4C). This nuclear protein/DNA complex was more abundant when cells treated with TSH (Fig. 4C). To investigate whether PKA is also involved in increased CERB-DNA binding activity stimulated by TSH, PKA inhibitor H89 was added, and the faint gel bands were found. In addition, ChIP assay showed that TSH markedly increased pCREB binding capacity in comparison to the control (P < 0.001), whereas H89 dramatically down-regulated this activation by TSH (P = 0.019 versus control). Likewise, knockdown of TSHR by RNAi inhibited TSH-induced CREB activation (P = 0.002 versus TSH) (Fig. 4D). Taken together,
these results suggest that TSH-induced elevation of cellular cAMP levels activates PKA. PKA in turn phosphorylates and activates CREB, which transcriptionally AP24534 activates RO4929097 HMGCR. To further investigate the role of TSH in the regulation of HMGCR, we pursued in vivo studies in rats. Circulating T4 was reduced to an undetectable level whereas serum TSH was dramatically elevated, and this was accompanied by a significant increase in plasma TC (P = 0.041) in Tx rats compared with the Sh rats (Fig. 5A, Table 1). After treatment with T4, endogenous TSH levels in Tx rats were reduced to low levels. Moreover, administration of T4 to Tx rats reduced the elevated serum TC to levels similar to those observed in Sh rats. In addition,
hepatic tissue proteins from Tx and Sh rats were analyzed for HMGCR and LDLR proteins, respectively. A significant increase (P = 0.004) in the HMGCR and a significant decrease (P = 0.038) in the LDLR in Tx rats relative to Sh animals were observed (Fig. 5B). We then administered exogenous TSH to these Tx rats at 0.05, 0.3, or 1.5 IU/rat daily for 7 days while they received daily T4, respectively. There was no significant difference in the serum T4 levels in the group of Tx rats receiving only exogenous www.selleck.co.jp/products/BIBF1120.html T4 compared with the Tx rats receiving both exogenous T4 and TSH (P > 0.05), whereas the serum TSH levels statistically increased in the group of Tx rats receiving exogenous TSH compared
with the Tx rats receiving only exogenous T4 (Fig. 6A, upper).
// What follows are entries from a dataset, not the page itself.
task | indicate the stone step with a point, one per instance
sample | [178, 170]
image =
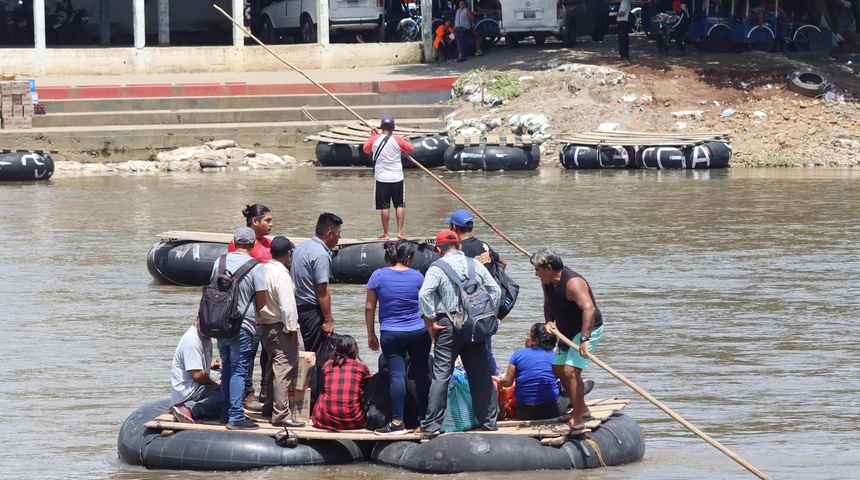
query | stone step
[371, 113]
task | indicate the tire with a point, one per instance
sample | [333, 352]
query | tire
[267, 32]
[760, 39]
[408, 31]
[569, 39]
[309, 31]
[809, 81]
[488, 30]
[807, 37]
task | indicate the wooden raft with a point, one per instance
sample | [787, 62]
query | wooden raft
[498, 140]
[601, 410]
[636, 139]
[179, 235]
[359, 133]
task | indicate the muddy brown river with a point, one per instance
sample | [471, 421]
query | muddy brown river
[731, 296]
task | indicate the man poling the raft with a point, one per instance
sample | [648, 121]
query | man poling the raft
[583, 351]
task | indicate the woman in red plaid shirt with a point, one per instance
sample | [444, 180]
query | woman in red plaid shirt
[339, 406]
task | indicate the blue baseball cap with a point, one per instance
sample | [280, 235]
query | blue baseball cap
[461, 218]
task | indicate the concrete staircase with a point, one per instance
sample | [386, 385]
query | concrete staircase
[116, 123]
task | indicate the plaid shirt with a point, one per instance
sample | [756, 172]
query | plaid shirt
[340, 406]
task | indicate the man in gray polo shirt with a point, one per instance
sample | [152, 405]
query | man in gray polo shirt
[310, 269]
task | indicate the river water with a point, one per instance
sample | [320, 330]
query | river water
[731, 296]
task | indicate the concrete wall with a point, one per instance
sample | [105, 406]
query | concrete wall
[117, 61]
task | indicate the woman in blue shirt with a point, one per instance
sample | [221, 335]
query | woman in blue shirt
[536, 387]
[401, 329]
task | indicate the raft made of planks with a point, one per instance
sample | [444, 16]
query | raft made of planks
[359, 133]
[601, 410]
[500, 140]
[179, 235]
[636, 139]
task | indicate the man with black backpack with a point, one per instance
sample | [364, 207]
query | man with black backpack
[385, 150]
[236, 350]
[461, 223]
[459, 327]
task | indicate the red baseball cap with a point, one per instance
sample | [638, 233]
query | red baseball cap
[446, 236]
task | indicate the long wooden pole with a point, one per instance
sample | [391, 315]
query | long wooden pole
[666, 409]
[362, 120]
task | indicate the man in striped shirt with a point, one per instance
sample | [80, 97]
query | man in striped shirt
[439, 293]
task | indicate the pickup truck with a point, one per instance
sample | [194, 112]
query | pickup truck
[298, 18]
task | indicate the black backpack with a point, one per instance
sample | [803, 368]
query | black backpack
[219, 307]
[477, 315]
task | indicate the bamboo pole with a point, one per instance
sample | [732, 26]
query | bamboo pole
[362, 120]
[665, 409]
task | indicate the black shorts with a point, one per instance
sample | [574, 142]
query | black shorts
[387, 193]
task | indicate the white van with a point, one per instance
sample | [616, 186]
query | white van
[299, 18]
[565, 19]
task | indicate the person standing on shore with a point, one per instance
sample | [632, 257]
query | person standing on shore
[623, 20]
[390, 187]
[259, 218]
[569, 306]
[310, 269]
[278, 323]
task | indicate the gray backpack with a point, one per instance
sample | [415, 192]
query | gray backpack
[476, 318]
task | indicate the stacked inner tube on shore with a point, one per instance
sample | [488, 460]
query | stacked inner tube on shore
[188, 261]
[595, 150]
[219, 450]
[25, 165]
[492, 153]
[342, 146]
[617, 441]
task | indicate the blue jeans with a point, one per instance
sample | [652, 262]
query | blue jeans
[235, 358]
[395, 346]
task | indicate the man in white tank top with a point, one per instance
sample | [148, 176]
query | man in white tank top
[385, 151]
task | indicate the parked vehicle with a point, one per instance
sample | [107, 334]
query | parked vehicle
[565, 19]
[299, 18]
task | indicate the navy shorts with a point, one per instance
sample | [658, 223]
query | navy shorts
[386, 194]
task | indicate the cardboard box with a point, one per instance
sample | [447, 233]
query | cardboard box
[300, 404]
[304, 371]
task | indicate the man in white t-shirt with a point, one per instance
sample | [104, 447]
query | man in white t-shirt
[194, 393]
[385, 150]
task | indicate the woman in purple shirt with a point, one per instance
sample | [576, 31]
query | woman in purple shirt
[402, 330]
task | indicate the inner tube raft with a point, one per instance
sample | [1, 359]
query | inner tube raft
[219, 450]
[428, 152]
[25, 165]
[189, 262]
[617, 441]
[574, 156]
[492, 157]
[707, 155]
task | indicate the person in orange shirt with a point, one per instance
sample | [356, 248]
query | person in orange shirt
[445, 42]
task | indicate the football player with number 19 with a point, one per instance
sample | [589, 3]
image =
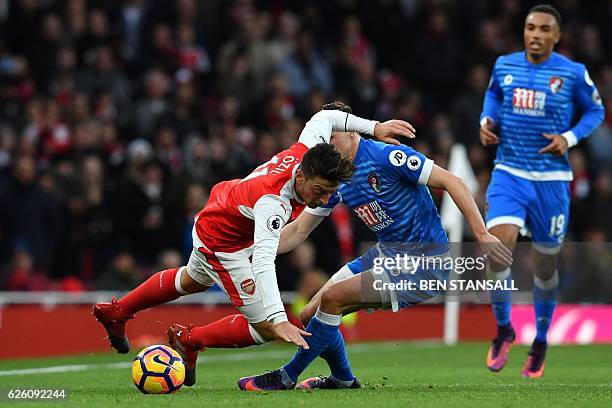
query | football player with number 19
[532, 98]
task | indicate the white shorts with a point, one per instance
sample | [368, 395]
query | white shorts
[233, 273]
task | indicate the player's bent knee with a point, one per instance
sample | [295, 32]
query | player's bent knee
[190, 285]
[307, 313]
[331, 299]
[265, 330]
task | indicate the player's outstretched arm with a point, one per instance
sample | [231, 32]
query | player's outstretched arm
[296, 232]
[270, 215]
[460, 194]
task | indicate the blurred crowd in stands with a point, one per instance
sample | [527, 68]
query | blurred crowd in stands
[117, 117]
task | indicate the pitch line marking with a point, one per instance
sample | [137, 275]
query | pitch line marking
[248, 356]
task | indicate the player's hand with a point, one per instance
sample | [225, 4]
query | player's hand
[495, 250]
[487, 137]
[386, 130]
[291, 334]
[558, 145]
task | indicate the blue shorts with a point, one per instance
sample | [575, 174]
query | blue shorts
[540, 208]
[405, 297]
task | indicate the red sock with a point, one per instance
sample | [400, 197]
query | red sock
[159, 288]
[229, 332]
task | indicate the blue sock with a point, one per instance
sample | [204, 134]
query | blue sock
[544, 296]
[322, 335]
[335, 355]
[501, 300]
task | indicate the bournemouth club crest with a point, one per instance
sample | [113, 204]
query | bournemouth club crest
[555, 84]
[374, 182]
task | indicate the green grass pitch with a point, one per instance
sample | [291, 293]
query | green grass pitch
[393, 374]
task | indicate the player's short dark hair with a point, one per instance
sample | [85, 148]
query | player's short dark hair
[548, 9]
[324, 161]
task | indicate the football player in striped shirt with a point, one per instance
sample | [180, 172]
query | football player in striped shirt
[528, 109]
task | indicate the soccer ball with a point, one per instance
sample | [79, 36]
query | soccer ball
[158, 370]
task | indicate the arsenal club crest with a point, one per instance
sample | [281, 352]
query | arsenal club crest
[248, 285]
[555, 84]
[374, 182]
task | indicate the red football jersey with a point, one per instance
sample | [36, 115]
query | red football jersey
[227, 222]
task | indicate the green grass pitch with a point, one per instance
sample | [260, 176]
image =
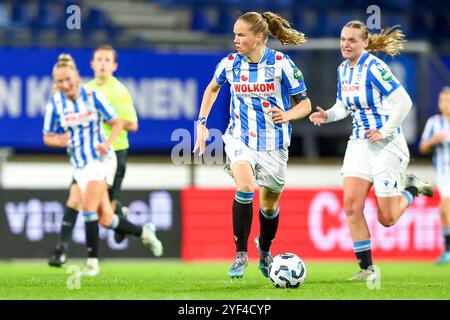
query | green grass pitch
[165, 279]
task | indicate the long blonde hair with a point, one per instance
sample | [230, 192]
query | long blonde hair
[390, 40]
[269, 23]
[65, 60]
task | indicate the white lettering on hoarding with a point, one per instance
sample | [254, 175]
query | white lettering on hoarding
[154, 99]
[10, 97]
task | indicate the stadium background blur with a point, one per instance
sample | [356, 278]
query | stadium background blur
[167, 53]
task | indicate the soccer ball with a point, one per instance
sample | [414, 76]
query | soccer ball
[287, 271]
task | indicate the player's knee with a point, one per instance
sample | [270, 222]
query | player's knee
[106, 220]
[352, 208]
[245, 187]
[386, 221]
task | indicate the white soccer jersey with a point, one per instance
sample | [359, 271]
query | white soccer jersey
[255, 88]
[363, 90]
[441, 153]
[83, 119]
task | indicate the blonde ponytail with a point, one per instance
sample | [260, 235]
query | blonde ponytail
[64, 61]
[390, 40]
[281, 29]
[271, 23]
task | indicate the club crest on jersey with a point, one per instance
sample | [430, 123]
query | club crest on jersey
[386, 75]
[298, 74]
[269, 72]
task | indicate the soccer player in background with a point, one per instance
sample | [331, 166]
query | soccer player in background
[436, 138]
[262, 81]
[377, 153]
[74, 120]
[104, 64]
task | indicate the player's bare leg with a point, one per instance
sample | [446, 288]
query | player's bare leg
[355, 194]
[445, 219]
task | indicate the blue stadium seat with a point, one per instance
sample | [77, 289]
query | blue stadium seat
[19, 14]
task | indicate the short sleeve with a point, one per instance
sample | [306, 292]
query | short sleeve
[428, 131]
[291, 76]
[221, 73]
[339, 88]
[381, 77]
[52, 123]
[103, 106]
[127, 111]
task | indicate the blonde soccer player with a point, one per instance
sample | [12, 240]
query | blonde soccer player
[436, 138]
[104, 63]
[377, 153]
[74, 120]
[262, 82]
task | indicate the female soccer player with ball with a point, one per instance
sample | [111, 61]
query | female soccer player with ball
[262, 81]
[436, 138]
[74, 120]
[377, 153]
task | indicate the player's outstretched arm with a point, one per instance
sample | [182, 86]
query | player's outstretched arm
[116, 127]
[57, 140]
[209, 97]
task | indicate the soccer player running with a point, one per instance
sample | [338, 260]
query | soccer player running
[74, 120]
[104, 64]
[436, 138]
[262, 81]
[377, 153]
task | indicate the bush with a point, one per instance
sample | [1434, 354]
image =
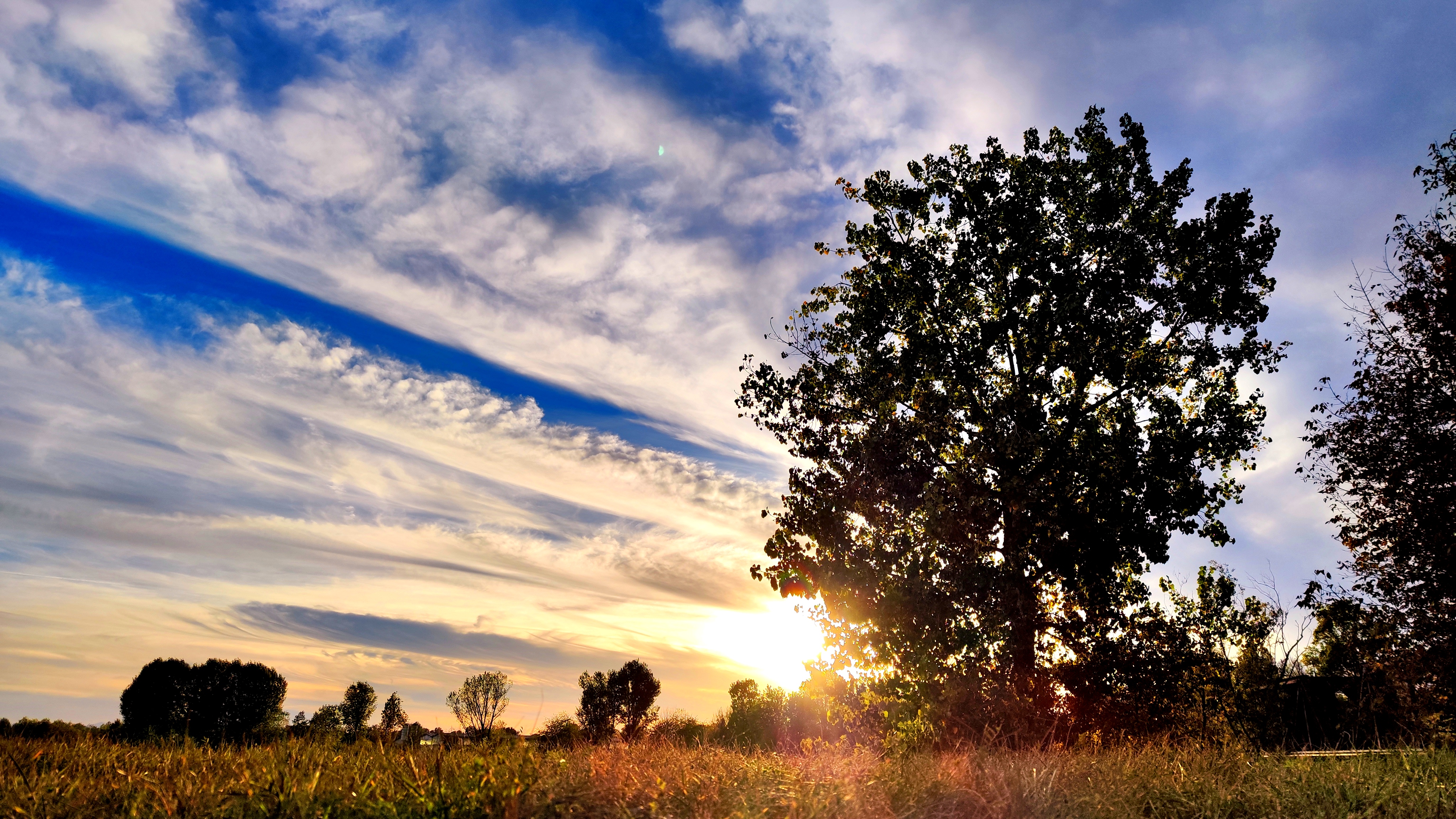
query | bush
[560, 732]
[680, 728]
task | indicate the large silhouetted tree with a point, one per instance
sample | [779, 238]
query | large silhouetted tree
[215, 701]
[1005, 408]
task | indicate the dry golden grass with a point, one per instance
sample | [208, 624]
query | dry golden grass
[100, 779]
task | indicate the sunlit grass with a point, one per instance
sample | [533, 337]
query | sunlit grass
[100, 779]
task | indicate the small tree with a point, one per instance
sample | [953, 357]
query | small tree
[357, 707]
[1384, 452]
[480, 701]
[599, 707]
[392, 718]
[325, 723]
[560, 732]
[635, 690]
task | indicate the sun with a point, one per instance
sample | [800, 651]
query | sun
[772, 643]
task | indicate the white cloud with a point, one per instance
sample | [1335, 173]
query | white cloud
[280, 465]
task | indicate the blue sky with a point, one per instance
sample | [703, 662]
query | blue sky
[400, 342]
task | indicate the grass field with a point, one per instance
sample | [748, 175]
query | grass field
[98, 779]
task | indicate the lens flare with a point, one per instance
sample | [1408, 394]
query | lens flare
[772, 643]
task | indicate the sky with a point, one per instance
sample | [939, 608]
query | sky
[400, 342]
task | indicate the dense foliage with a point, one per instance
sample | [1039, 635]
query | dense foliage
[1008, 407]
[213, 701]
[1384, 451]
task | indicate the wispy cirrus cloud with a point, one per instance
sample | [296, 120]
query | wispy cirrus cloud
[290, 467]
[609, 203]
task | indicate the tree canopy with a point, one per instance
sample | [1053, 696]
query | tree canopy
[1384, 452]
[357, 707]
[627, 696]
[480, 701]
[1007, 408]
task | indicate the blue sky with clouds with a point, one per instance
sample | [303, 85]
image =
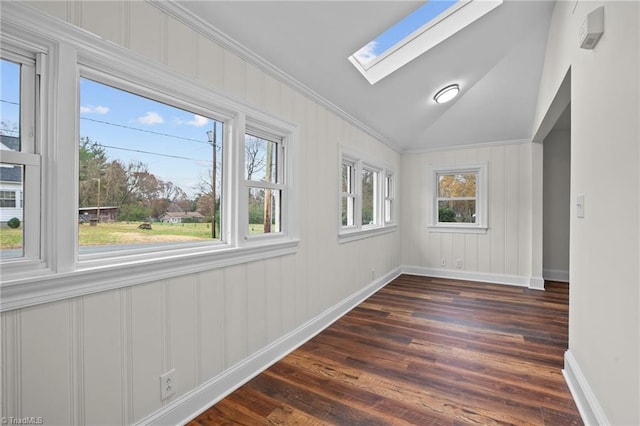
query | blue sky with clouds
[131, 128]
[402, 29]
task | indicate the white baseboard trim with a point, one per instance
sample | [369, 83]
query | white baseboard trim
[199, 399]
[585, 399]
[516, 280]
[556, 275]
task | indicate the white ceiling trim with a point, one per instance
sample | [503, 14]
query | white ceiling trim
[199, 25]
[468, 146]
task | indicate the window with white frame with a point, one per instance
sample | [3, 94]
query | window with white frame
[366, 196]
[389, 198]
[369, 190]
[20, 165]
[149, 172]
[148, 168]
[264, 164]
[348, 193]
[459, 198]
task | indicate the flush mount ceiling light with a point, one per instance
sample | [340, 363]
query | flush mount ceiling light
[446, 94]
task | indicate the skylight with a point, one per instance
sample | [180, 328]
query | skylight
[421, 30]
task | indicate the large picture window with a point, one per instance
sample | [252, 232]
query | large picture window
[149, 172]
[459, 200]
[131, 172]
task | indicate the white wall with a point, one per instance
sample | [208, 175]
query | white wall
[97, 359]
[503, 254]
[603, 360]
[556, 204]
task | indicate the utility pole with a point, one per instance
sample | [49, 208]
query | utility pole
[212, 136]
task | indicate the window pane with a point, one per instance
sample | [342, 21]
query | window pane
[462, 211]
[387, 186]
[260, 159]
[348, 211]
[387, 210]
[149, 172]
[10, 105]
[264, 211]
[457, 185]
[11, 211]
[347, 178]
[369, 197]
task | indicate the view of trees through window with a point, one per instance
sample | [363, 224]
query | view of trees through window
[348, 195]
[263, 176]
[149, 173]
[11, 175]
[457, 198]
[369, 191]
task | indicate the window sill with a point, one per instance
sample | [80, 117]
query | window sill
[49, 286]
[459, 229]
[359, 234]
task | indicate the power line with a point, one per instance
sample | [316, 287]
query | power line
[154, 153]
[9, 102]
[144, 130]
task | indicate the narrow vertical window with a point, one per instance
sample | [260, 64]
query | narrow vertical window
[388, 198]
[18, 99]
[348, 194]
[369, 197]
[264, 164]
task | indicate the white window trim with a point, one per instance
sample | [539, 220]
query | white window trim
[359, 230]
[59, 273]
[391, 197]
[32, 96]
[481, 225]
[285, 137]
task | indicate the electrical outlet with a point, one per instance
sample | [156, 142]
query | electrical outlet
[168, 384]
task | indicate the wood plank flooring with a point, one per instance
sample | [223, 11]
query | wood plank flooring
[422, 351]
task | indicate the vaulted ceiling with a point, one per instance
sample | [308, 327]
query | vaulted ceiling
[497, 61]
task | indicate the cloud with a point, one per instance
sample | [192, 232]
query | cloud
[90, 109]
[367, 53]
[198, 121]
[151, 118]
Furthermore, we observed a dose-dependent increase in serum TC after administration of exogenous TSH, although this increase marginally failed to reach statistical significance (P > 0.05) when comparing the group of Tx rats receiving only exogenous T4 with the group of Tx rats receiving both exogenous T4 and TSH (Fig. 6A, upper). However, in the same group of Tx rats constantly receiving exogenous T4, a significant increase in serum TC was observed after TSH injection compared with before injection (Fig. 6A, lower). No significant difference in serum calcium, phosphorus, or liver function (alanine aminotransferase and aspartate aminotransferase) was observed among the different groups of animals.